Si consideri inoltre come l’art. 1 della Legge n. 178/20 abbia modificato il regime sanzionatorio per le violazioni connesse alla comunicazione in esame, con riferimento alle operazioni effettuate dal 2022.

L’art. 11, co. 2-quater del D.Lgs. n. 471/97, prevede l’applicazione di una sanzione amministrativa pari a 2,00 euro per ciascuna fattura non trasmessa correttamente o non trasmessa tempestivamente, modificando il limite massimo.

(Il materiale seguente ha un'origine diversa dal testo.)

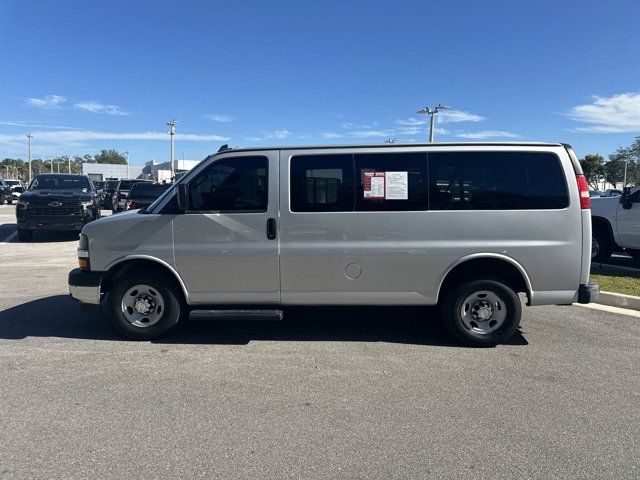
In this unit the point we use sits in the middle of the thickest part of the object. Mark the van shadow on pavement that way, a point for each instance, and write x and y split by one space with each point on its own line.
60 316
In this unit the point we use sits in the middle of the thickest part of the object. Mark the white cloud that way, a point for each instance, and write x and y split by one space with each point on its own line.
372 133
487 134
444 116
349 125
219 118
279 134
28 124
412 122
79 136
619 113
47 102
330 135
96 107
455 116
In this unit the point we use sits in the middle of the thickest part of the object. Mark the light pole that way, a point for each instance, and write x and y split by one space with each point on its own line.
127 154
172 131
428 111
29 136
626 162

Il nuovo importo massimo della sanzione è pari a 400,00 euro su base mensile, riducibile alla metà (entro il nuovo limite massimo di 200,00 euro per ciascun mese), se la trasmissione dei dati è avvenuta entro i 15 giorni successivi ai termini previsti.

Infine, volendo considerare anche il regime sanzionatorio dei modelli INTRASTAT, ovvero quei modelli che devono essere presentati dai contribuenti che effettuano acquisti e cessioni di beni e servizi ai fini IVA con operatori comunitari (Intra UE), si consideri come l’impianto sanzionatorio operi differentemente.

I modelli Intra devono essere presentati mensilmente o trimestralmente a seconda dell’ammontare di scambi di beni e servizi realizzati ai fini IVA con altri operatori comunitari.

Per quanto riguarda gli aspetti sanzionatori, le violazioni in materia possono riguardare sia la presentazione dei modelli Intrastat sia i soli dati statistici.

L’omessa presentazione degli elenchi riepilogativi ovvero la loro incompleta, inesatta o irregolare compilazione, è punita con la sanzione da 500 a 1.000 euro per ciascuno di essi, ridotta alla metà in caso di presentazione nel termine di 30 giorni dalla richiesta inviata dagli uffici abilitati a riceverla o incaricati del loro controllo. Non sono sanzionate, invece,  la correzione dei dati inesatti e l’integrazione dei dati mancanti, purchè ciò avvenga spontaneamente o, comunque entro il termine di 30 giorni dalla richiesta dei competenti uffici doganali.

Per sanare le violazioni in esame è possibile avvalersi in ogni caso dell’istituto del ravvedimento operoso.

Per quanto riguarda invece le sanzioni applicabili nei casi di omissione o inesattezza dei dati statistici negli elenchi INTRASTAT, occorre far riferimento alle disposizioni degli artt. 7 e 11 del D.Lgs. 322/1989.

Al riguardo, si ricorda che l’applicabilità delle sanzioni amministrative è limitata ai soli operatori che, inclusi nello specifico elenco pubblicato dall’Istat, realizzano scambi commerciali con i paesi Ue con volumi mensili pari o superiori ad euro 750.000 (D.P.R. 19 luglio 2023).

Le sanzioni previste dall’art. 11 del D.Lgs. 322/1989 (da euro 206 ad euro 2.065 per le persone fisiche)  possono quindi essere applicate una sola volta per ogni elenco INTRASTAT mensile inesatto o incompleto, a prescindere dal numero di transazioni mancanti o riportate in modo errato nell’elenco stesso.